For the visually impaired, the empowerment offered by suitably equipped smartphones provides more than convenience -- it represents independence!
Today's smartphones offer the computational power of yesterday's desktop computers, coupled with intuitive, easy-to use interfaces, all small enough to fit in our pockets.
For the visually impaired, however, it's been another story. The visual design of such devices has largely rendered them useless to those who can't see. Taking up the challenge of making mobile devices useful for the vision impaired, Project Ray has launched the "world's only multi-purpose assistive tools with integrated Internet services." Here's a short video:
Empowering the blind and visually impaired
The project offers customers the choice between an Android app and a specially designed phone.
The Ray app, which is available from GooglePlay, is a software-only implementation suitable for any Android device with OS version 4.2 and above.
The hardware equivalent is the Ray phone, which was introduced in 2012 as a partnership among the Project Ray startup, Qualcomm Technologies (which makes the Snapdragon processor that powers the phone), and the Central Library for the Blind, Visually Impaired, and Handicapped (which allows the phone to tap right into its holdings of periodicals and audio books). Here's a slightly longer video:
Working for -- and with -- the target group
I contacted the Israeli startup's founder and CEO, Boaz Zilberstein, to learn more about how the technology works for its target market. He explained things as follows:
We work closely with our users to ensure that we provide them with the right solution. Actually, all of my QA and Support people are blind (two completely blind and two with partial sight). The large majority of our users are legally blind, which means that they all need tools to help them in daily life, but they are not necessarily fully blind. One important thing to note is that our target group is older people, most of whom lost their sight at a later stage (around 40-50 years old), rather than young and relatively capable young users who prefer working with standard devices and off-the-shelf solutions.
According to the World Health Organization, 285 million people are visually impaired. Of these, "39 million are blind and 246 have low vision." Most of them are over 50 -- an age group that accounts for 82% of the blind and 65% of the visually impaired.
The limits of Braille
As Braille is not a feature in the phone's interface, I asked Zilberstein about its absence. He explained that Braille is only helpful for a small minority of the blind population because only 10 to 20% can read it. It's just 10% in the US, and this includes young students who are still acquiring their literacy skills. People who lose their ability to see due to age or health issues find it even more difficult to learn a new language for reading.
The RAY N5 phone provides a dual-mode access to Ray or standard Android on a Google's Nexus 5 Platform.
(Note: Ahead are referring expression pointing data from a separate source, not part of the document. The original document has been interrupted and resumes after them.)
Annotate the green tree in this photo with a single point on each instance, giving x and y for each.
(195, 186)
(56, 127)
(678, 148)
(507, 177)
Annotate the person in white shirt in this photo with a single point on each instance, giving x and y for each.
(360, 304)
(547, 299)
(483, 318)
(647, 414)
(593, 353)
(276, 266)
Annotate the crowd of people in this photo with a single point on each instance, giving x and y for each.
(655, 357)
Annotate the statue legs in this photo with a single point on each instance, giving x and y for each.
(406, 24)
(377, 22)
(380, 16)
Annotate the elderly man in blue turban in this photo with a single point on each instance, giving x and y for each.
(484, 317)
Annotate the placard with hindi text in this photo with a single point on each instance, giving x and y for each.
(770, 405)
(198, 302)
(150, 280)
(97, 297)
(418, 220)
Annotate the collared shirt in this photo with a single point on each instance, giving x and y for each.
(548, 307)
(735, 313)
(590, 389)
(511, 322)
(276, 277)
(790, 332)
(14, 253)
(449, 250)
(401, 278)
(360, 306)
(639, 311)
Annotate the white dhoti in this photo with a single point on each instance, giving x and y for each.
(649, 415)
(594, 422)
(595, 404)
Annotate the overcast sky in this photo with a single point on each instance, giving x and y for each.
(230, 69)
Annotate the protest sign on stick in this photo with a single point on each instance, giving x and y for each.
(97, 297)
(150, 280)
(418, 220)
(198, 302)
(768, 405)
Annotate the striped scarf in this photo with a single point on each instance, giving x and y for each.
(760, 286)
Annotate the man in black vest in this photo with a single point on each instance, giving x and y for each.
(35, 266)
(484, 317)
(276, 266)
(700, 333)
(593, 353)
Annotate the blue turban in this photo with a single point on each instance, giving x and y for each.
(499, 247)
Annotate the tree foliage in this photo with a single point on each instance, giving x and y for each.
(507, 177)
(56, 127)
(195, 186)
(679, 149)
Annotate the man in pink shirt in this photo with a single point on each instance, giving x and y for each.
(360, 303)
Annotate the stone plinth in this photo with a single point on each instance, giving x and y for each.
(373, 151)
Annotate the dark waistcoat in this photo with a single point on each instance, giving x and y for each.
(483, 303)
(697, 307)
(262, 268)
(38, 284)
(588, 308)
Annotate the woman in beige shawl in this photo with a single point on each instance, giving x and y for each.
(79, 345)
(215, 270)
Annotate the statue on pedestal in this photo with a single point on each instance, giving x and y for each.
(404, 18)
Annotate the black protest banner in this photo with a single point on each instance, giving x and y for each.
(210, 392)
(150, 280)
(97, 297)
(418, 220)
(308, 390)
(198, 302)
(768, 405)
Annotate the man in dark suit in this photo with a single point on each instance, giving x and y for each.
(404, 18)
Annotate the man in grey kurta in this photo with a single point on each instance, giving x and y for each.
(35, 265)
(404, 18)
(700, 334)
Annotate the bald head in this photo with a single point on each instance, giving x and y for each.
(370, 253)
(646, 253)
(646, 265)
It has a 4.95-inch, multitouch display that combines vocal and haptic response to create an interface that doesn't depend on vision. It also offers voice dial and speech recognition functions. Like other smartphones, it has a built-in camera.
A camera in a phone for the visually impaired? I asked Zilberstein about the use of the camera by people who don't see. He said that even the visually impaired enjoy taking pictures and sharing a visual record of where they've been and who they were with.
Beyond that, though, the camera feature is very practical, giving the visually impaired person the ability to identify colors and distinguish the dollar value of paper bills. The Eye Assist feature allows a sighted person to remotely access what the phone's camera picks up and, with its GPS app, map out where the phone user is to provide directions and assistance, as described in this video:
So many people claim they can't live without their mobile devices because they can't imagine not having everything they want at their fingertips whenever and wherever they want. For the visually impaired this kind of empowerment provides more than convenience -- it represents independence!